Derrière, SeaSatCom a également réinventé son business model en ayant désormais l’opportunité de proposer de nouveaux services. Ainsi, elle met désormais en avant My Canal et est en train de travailler pour fournir Sky sur internet ainsi que sur des solutions de voix sur IP. Elle a également complété son dispositif avec OneWeb afin de couvrir des zones dans lesquelles les bateaux naviguent mais où Starlink ne fonctionne pas, comme en Turquie par exemple.


SeaSatCom travaille aussi beaucoup sur la qualité du réseau local, indispensable pour que les communications à bord des navires fonctionnent bien. Elle est notamment devenue Gold Partner Peplink et développe des solutions que l’on peut mettre derrière comme la cybersécurité, le dépannage à distance ou la gestion de la bande passante pour les équipages. Toute une série de services qui n’existaient pas auparavant et qu’elle peut désormais proposer à ses clients.


Nouveau business model et diversification des cibles


La réinvention du business model de SeaSatCom s’accompagne également par une diversification de ses cibles. Même si elle ne néglige pas la grande plaisance, un secteur où elle est désormais puissante et bien connue, SeaSatCom cherche aujourd’hui à s’ouvrir à la moyenne plaisance et a déjà de nombreux dossiers en cours. Depuis l’année dernière, elle est fournisseur de Naval Group pour lequel elle a déjà équipé un bateau. Une grande victoire pour Antoine Perry pour qui « il n’est pas évident pour une société de la taille de SeaSatCom d’entrer chez Naval Group. Cela a demandé beaucoup d’énergie et de travail. » Sans viser de grandes quantités, la société espère recevoir deux ou trois commandes par an.


Avoir obtenu la confiance de Naval Group est un atout certain pour pénétrer un autre marché, celui de la marine marchande. Un filon que SeaSatCom compte bien explorer en visant principalement les petites compagnies de 20 bateaux maximum. Un atout aussi pour toucher d’autres compagnies de l’industrie qui utilise des plateformes offshore.

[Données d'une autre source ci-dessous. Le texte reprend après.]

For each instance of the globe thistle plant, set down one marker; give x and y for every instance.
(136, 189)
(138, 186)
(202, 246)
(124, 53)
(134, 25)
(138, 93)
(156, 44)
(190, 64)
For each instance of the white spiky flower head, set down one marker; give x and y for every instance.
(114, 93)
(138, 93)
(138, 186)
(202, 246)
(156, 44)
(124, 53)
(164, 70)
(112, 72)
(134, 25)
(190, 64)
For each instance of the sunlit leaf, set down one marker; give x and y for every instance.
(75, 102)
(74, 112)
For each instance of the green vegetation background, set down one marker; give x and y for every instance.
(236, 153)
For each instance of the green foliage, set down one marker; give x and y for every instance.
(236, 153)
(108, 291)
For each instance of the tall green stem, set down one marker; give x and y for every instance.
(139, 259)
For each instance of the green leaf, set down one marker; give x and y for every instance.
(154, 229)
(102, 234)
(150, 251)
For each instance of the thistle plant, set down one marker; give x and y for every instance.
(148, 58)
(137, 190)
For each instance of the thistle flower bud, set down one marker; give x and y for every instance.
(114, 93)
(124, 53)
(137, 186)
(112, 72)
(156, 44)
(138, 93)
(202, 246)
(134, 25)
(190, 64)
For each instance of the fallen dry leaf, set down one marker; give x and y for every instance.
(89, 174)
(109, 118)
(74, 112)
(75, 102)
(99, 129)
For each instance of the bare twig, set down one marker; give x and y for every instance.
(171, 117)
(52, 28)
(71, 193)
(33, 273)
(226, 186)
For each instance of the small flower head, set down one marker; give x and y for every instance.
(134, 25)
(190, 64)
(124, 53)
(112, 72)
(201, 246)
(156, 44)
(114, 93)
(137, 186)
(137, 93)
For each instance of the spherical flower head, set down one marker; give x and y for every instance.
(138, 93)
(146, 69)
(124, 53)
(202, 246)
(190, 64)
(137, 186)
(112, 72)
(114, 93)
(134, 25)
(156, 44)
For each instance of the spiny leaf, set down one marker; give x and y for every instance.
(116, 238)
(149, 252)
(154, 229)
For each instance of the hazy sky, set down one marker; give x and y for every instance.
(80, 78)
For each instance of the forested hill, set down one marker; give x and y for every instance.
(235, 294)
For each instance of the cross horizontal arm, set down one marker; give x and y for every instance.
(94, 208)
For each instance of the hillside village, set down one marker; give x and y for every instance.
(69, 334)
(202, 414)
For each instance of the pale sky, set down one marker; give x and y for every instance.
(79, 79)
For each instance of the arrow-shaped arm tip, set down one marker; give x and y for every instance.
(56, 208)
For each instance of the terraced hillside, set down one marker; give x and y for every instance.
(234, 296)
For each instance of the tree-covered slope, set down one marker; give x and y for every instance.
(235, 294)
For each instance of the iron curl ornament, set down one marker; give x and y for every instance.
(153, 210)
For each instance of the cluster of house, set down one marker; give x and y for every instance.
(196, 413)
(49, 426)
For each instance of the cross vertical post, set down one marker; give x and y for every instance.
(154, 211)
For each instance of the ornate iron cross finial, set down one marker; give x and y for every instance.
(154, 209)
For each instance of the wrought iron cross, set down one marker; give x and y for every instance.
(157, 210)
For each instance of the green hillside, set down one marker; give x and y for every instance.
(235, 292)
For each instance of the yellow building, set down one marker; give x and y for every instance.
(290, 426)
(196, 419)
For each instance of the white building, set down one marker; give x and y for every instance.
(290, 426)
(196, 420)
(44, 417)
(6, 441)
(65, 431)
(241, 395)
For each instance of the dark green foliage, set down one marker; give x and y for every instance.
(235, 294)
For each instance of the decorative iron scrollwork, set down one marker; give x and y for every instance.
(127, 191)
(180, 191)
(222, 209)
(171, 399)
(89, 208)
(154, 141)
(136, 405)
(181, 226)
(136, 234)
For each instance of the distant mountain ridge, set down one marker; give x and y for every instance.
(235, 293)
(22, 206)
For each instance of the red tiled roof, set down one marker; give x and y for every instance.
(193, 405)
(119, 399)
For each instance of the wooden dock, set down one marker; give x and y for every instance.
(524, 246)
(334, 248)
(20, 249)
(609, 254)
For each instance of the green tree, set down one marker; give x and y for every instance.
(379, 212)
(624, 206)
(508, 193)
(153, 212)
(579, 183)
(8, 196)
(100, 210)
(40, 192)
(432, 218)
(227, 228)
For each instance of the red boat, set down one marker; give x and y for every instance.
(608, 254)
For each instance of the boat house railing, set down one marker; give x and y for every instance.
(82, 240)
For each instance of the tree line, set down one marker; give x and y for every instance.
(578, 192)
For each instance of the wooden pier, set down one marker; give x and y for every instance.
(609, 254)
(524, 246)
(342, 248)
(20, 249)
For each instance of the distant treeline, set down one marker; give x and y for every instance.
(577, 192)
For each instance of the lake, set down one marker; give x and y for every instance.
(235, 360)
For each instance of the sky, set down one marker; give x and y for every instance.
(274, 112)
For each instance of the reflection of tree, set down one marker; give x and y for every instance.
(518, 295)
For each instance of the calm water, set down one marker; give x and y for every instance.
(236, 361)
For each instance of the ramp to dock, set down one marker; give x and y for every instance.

Désormais, SeaSatCom vise tout ce qui se trouve sur la mer. Outre les navires, plateformes offshore, champs éoliens, mais aussi drones ou bouées communicantes sur lesquelles la société travaille déjà. Les innovations de rupture comme Starlink montrent que la communication sur l’eau ne va aller qu’en s’amplifiant et que de nouveaux marchés sont à prendre. SeaSatCom entend bien s’y employer en adoptant une vision qui dépasse celle des trois mois qui viennent. Son avenir s’annonce donc plutôt sous de bien beaux auspices.